For the purposes of their study, the team led by Dr. Vagnozzi and Dr. Visinelli reviewed data published by the XENON Collaboration, a DM research team made up of 135 researchers from 22 institutions around the world. At the heart of their experiment is a 3,500 kg (7,715 lb) detector of ultra-radio-pure liquid xenon housed in a 10 m (32.8 ft) tank of water. Located at the INFN Laboratori Nazionali del Gran Sasso, XENON is also the most sensitive dark matter (DM) experiment ever performed.

In 2020, the Collaboration published the results of its experimental campaign (2016 to 2018), which showed an unexpected rate of electronic recoil events. According to the collaboration, this did not constitute a detection of DM but could be explained by a tiny residual quantity of tritium in the experiment, the existence of a new particle (such as the solar axion), or an unexplained property of the neutrinos.
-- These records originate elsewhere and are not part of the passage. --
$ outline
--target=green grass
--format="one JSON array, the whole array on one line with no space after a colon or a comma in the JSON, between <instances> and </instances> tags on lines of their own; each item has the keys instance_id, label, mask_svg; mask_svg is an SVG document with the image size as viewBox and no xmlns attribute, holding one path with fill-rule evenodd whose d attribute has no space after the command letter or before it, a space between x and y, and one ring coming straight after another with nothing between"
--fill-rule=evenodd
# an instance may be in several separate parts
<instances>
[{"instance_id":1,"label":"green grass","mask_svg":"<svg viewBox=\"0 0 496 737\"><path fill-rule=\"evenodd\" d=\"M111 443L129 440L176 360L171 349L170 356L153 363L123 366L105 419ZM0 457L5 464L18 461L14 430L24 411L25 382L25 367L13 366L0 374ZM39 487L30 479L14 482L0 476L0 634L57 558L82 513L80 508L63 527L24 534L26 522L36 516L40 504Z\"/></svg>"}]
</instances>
The upper PMT network with all the electrical cables. Credit: XENON Dark Matter Project

However, for the purposes of their study, the team led by Vagnozzi and Visinelli speculated that this may have been the first direct detection of DE. Said Vagnozzi:

“In our model, dark energy has special properties: its mass term is related to the density of the environment, so denser materials would shield the effects of dark energy, while denser environments light such as intergalactic space would allow for long range dark energy.

“In this model called “chameleon”, dark energy quanta are produced in the region of the Sun in which the electromagnetic field is strongest, the tachocline, which is the region in which the transport of energy to the interior of the Sun goes from the radiative transition to the convection.The high energy density of the electromagnetic radiation in the region allows a strong coupling with the chameleon field and its production.

If true, this would mean that experiments around the world currently focused on dark matter research could also be devoted to the hunt for dark energy. To that end, Dr. Vagnozzi and Dr. Visinelli hope that this study will spark interest in particle models of ED and that the search for these elusive particles can be conducted in parallel with ongoing DM research. At the very least, these experiments will test theories about ED that go beyond the LCDM model, helping scientists narrow the list of candidates. Says Dr. Visinelli:

“Many other experiments designed for Dark Matter may also contain information about these chameleons, and we hope that the design of future setups for this research will be considered. An independent test using cosmological data crossed with the predictions of the chameleon model would also be necessary. As for us, we plan to refine our paper’s calculations using a solar model, study chameleon production in massive stars, and get in touch with experimentalists for updates.

Illustris simulation, showing the distribution of dark matter in 350 million by 300,000 light-years. Galaxies are represented by high density white dots (left) and normal baryonic matter (right). Credit: Markus Haider/Illustris

In a recent paper, Dr. Vagnozzi and Dr. Visinelli conducted a study to examine whether pure elastic scattering between dark energy and baryonic (aka normal) matter could leave a visible imprint in cosmological observations. They determined that this was not likely, at least when applied to observations sensitive to the linear evolution of cosmic structure, such as the cosmic microwave background (CMB) and large-scale structure clustering. at the linear level.

However, Dr. Vagnozzi also works with a Ph.D. student in Munich to extend this study and predict the implications of DE interaction with normal matter. Specifically, they want to examine the effect this would have on the nonlinear clustering of the large-scale structure of the Universe, as well as the structure of galaxies and galaxy clusters. Coupled with large-scale surveys, which will benefit from next-generation telescopes in the years to come, astronomers and cosmologists could be on the verge of shedding light on the “dark universe”!